Wednesday, October 06, 2010

Death Notice - Todd Ritter

DEATH NOTICE is Todd Ritter’s first novel, and it’s a really good one. The small, picturesque Pennsylvania town of Perry’s Hollow is rocked by the murder of local farmer George Winnick, whose body is found in a homemade coffin beside the road. One of the most bizarre things about the murder is that the victim’s lips are sewn shut, which soon leads to the arrival of a special state police task force on the trail of a serial murderer known as the Betsy Ross Killer. But that’s not all. It seems that a death notice for the victim was faxed to the obituary writer at the newspaper before George Winnick was killed.
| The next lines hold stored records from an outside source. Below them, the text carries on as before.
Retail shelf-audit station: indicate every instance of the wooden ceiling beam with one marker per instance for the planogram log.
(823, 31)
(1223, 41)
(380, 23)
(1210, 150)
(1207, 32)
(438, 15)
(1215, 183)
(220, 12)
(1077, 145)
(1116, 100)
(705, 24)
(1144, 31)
Ritter gives us several point-of-view characters in this novel. There’s Kat Campbell, the chief of the local two-person police force, who’s also a single mother with a son who has Down’s Syndrome. The head of the task force is Nick Donnelly, whose own sister was murdered by a serial killer when Nick was a boy. Then there’s the obituary writer, Henry Goll, also known as Henry Ghoul because he shuns much human contact and carries terrible scars from a tragic accident in his past.


Yes, this is one of those modern mystery novels filled with much angst and brooding and tragic pasts. It’s to Ritter’s credit that he gets past this set-up that’s rapidly becoming a cliché and succeeds in making them believable characters, as well as making the reader care about them. It helps that he’s come up with a good plot as well. Several times during the course of the book, it appears that the mystery has been solved, only to have a new twist crop up, along with fresh murder victims, of course. Everything leads up to a wonderful, over-the-top climax that’s reminiscent of something out of a weird menace pulp from the Thirties. (For those of you unfamiliar with them, the weird menace pulps were a lurid, very entertaining sub-genre featuring stories filled with grotesque horror trappings and endings that featured rational, rather than supernatural, explanations. In other words, they were the forerunners of the basic Scooby-Doo plot, only played seriously for the most part.)


But to get back to DEATH NOTICE, yes, I figured out who the killer was, but that didn’t detract from my enjoyment of the novel. Good characters, a great pace, enough clues to satisfy fans of fair play detective yarns, enough gore for horror readers, and that dynamite ending . . . what’s not to like? This doesn’t strike me as the first of a series, but it could be. Whether it is or not, it’s a very strong debut and has me looking forward to Todd Ritter’s next book. DEATH NOTICE will be out in about a week, and I highly recommend it.